S&P COMMENTS ON CALIF. WILDFIRE AFTERMATH:
The biggest wildfire in U.S. insurance history will neither undermine insurance ratings nor prompt a pricing surge in homeowners' coverage in the state, according to the most recent research by Standard & Poor's Rating Services. "We're not looking at any ratings consequence," Standard & Poor's credit analyst Polina Chernyak said. Seven insurance groups face virtually all of the exposure. The six rated by Standard & Poor's— Allstate, Farmers, Nationwide, SAFECO, State Farm, and USAA—are all national players and therefore are insulated against a concentration of risk from a single state. Total loss estimates for the fires that swept southern California in late Oct. 2003 come to about $2.5 billion, which, for the group of largest insurers, equates to three or four percentage points of premium income for third-quarter 2003. Measured in these terms, the impact is "pretty much a repeat of the Oakland fire of 1991," Standard & Poor's credit analyst Alan Koerber commented. About 3,600 homes were destroyed in the flames, compared with slightly less than 3,000 homes in 1991. Accordingly, insurer payouts for the event exceed the $1.7 billion price tag of 1991 (equivalent to $2.2 billion in 2003 prices). Unlike the Oakland fire, however, this one is unlikely to cause prices to flare up. "Since 1991, insurers have built wildfire risk into pricing, so there should not be a discernible pricing effect this time," Chernyak said.

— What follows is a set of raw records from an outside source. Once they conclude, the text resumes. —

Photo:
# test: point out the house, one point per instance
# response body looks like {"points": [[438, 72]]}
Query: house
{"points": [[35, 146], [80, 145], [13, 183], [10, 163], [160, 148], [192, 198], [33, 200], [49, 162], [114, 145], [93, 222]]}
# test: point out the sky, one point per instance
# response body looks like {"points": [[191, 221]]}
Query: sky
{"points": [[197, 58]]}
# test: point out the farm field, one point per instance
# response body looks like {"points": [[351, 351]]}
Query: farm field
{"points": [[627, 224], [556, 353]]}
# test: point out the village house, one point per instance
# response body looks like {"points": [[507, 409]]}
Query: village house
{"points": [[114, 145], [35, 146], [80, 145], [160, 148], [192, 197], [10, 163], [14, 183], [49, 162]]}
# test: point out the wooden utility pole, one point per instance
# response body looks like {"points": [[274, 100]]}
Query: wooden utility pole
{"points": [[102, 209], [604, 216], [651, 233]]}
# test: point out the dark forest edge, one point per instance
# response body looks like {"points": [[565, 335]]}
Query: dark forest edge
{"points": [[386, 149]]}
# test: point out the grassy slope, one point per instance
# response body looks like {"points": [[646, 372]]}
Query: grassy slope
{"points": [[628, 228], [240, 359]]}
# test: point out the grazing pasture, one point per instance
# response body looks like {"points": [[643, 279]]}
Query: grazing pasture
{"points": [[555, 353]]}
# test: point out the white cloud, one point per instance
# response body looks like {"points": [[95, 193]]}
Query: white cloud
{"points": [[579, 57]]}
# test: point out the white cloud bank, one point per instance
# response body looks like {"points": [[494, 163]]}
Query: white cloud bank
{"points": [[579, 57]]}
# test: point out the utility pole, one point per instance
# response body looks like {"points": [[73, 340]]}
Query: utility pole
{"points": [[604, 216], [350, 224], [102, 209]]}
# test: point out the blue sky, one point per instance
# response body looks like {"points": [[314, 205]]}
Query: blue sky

COMMISSIONER'S REVISION TO WC ADVISORY RATE EXCESSIVE, SAYS ACIC:
Calif. Insurance Commissioner John Garamendi's recommendation for a 14.9 percent decrease in pure premium rates for workers' compensation insurance is both excessive and premature, according to the Association of California Insurance Companies (ACIC). Recently, the Workers' Compensation Insurance Rating Bureau, charged with recommending workers' compensation rates to state regulators, proposed a reduction of pure premium rates insurers charge of between 2.9 percent to 5.3 percent. "The ACIC is disappointed in the commissioner's decision to recommend a decrease in the workers' compensation rate that is far beyond the rating bureau's recommendation," ACIC President Sam Sorich said. "We are concerned that the commissioner's decision to go beyond the rating bureau's projections will create further confusion in the market and could discourage insurers from entering the California market." In addition, Sorich said, the rating bureau took an almost unprecedented step in trying to quantify savings from reform provisions signed into law this year that are somewhat unclear, and when it is not yet known how the provisions will be interpreted and implemented. "This was a major leap of faith on the part of the rating bureau to try to quantify what are essentially unknowns," Sorich said. "It will take considerable time for the bills' cost savings to be achieved. Changes to the system must be administered properly to realize the potential cost savings." The commissioner's ruling puts forward an advisory rate. Insurers are not obligated to follow the advisory.